All told, the site chosen for the Solyndra facility was perhaps one of the most expensive pieces of land in the country, and certainly one of the most burdensome locations to operate a business. Bilbray points out that these are exactly the sorts of considerations most investors take into account before financing a new facility. It would have been within the DOE’s authority to attach conditions to a loan guarantee — for example, by insisting that the beneficiary move to a more favorable location. When Bilbray asked Silver at the hearing whether the DOE ever questioned this aspect of Solyndra’s loan application, Silver replied that while he wasn’t at DOE at the time the loan was approved (a convenient and oft-repeated out), Solyndra’s investors and management team “must have concluded that it was the right place to do it.”
But putting all that aside, Bilbray is astonished that no one appears to have second-guessed the decision to build a new facility in the first place, which he calls “absurd.” With the number of Bay-Area start-ups constantly in flux, and with businesses “fleeing the state” in search of more favorable economic conditions, there is no shortage of facilities available to be rented or retrofitted to accommodate even high-tech companies like Solyndra.
Bilbray suspects that costs weren’t taken into account in this case because, as far as the administration was concerned, cost wasn’t an issue. “Part of the reason it was chosen was as more stimulus,” he says. “Which means we don’t worry about the cost-effectiveness. Throwing money at the economic crisis is an answer in itself. The taxpayer should be really nervous about that.”
Democrats at last week’s hearing accused Republicans of being “science-deniers” attempting to exploit Solyndra’s failure in order to discredit the entire “green” industry. But in Bilbray’s case especially, those claims couldn’t be any more off-base. As a self-professed supporter of solar energy who thinks tapping Steven Chu for secretary of energy was “probably one of the best choices this president has made,” Bilbray is not the Republican caricature the other side likes to portray. In fact, Bilbray shares Democrats’ concerns that the Solyndra debacle could end up setting back the solar industry, though for slightly different reasons.

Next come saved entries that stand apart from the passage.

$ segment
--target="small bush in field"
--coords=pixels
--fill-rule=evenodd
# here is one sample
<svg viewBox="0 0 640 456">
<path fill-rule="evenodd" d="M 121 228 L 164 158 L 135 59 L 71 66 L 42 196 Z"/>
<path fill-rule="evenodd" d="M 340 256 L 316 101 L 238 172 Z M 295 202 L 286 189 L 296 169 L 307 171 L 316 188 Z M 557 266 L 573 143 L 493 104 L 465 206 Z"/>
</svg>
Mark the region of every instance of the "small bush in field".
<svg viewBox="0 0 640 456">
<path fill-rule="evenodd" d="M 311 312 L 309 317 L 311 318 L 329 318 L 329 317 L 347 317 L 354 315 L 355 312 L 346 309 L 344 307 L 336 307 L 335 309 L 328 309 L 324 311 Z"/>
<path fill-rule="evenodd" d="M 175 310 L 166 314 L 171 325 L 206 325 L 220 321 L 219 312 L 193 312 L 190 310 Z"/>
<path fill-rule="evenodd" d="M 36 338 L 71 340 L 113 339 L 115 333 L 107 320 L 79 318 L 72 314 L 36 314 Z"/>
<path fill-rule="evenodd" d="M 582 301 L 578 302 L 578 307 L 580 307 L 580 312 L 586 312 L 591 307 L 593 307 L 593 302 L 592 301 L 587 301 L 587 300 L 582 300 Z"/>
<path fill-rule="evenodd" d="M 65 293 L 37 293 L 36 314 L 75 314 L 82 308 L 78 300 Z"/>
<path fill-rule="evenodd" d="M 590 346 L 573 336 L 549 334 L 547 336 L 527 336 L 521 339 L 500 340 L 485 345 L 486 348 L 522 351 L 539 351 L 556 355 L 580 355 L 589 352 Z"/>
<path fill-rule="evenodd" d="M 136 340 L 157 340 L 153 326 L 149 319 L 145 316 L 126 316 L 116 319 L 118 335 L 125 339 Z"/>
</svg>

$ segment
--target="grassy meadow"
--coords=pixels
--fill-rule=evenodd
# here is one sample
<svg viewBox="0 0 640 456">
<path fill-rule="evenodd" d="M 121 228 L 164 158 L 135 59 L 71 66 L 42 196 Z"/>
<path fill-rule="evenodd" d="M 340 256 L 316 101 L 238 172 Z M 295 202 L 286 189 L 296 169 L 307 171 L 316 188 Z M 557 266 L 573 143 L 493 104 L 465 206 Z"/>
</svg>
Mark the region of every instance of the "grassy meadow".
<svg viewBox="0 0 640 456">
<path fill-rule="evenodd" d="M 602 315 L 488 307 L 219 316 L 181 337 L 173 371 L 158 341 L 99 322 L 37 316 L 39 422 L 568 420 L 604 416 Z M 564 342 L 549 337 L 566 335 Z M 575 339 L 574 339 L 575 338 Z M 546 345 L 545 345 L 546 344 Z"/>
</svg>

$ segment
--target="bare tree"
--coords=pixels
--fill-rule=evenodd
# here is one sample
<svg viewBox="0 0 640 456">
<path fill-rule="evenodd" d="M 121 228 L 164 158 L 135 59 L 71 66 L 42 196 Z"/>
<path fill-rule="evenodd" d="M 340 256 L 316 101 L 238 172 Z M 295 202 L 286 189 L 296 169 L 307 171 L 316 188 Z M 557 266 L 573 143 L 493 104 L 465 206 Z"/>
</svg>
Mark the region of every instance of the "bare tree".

At this point, Bilbray remains unconvinced that the Solyndra case involves “conscious corruption” on the part of the administration. “I see it as being a much deeper problem,” he says. “And that is a naivety of approaching science as if it’s a theology — green technology is all good, it’s all going to be great and it’s all going to make money. It’s this blind faith that green technology, no matter what it is, is going to be a boon, that is the greatest threat for future solar.”
It is eerily reminiscent, he adds, of the zealous frenzy in the past over alternative fuels like ethanol. “Now everybody except the people who have sold their souls knows what a disaster that has been,” he says. So while the administration may not have committed an actual crime with respect to its involvement with Solyndra, they certainly made some appalling decisions. “They were felony dumb,” Bilbray says. “What scares me is, how many other projects are being pushed by a political perception that it is good for politics and that it will always work out?”
— Andrew Stiles is a National Review Online political reporter.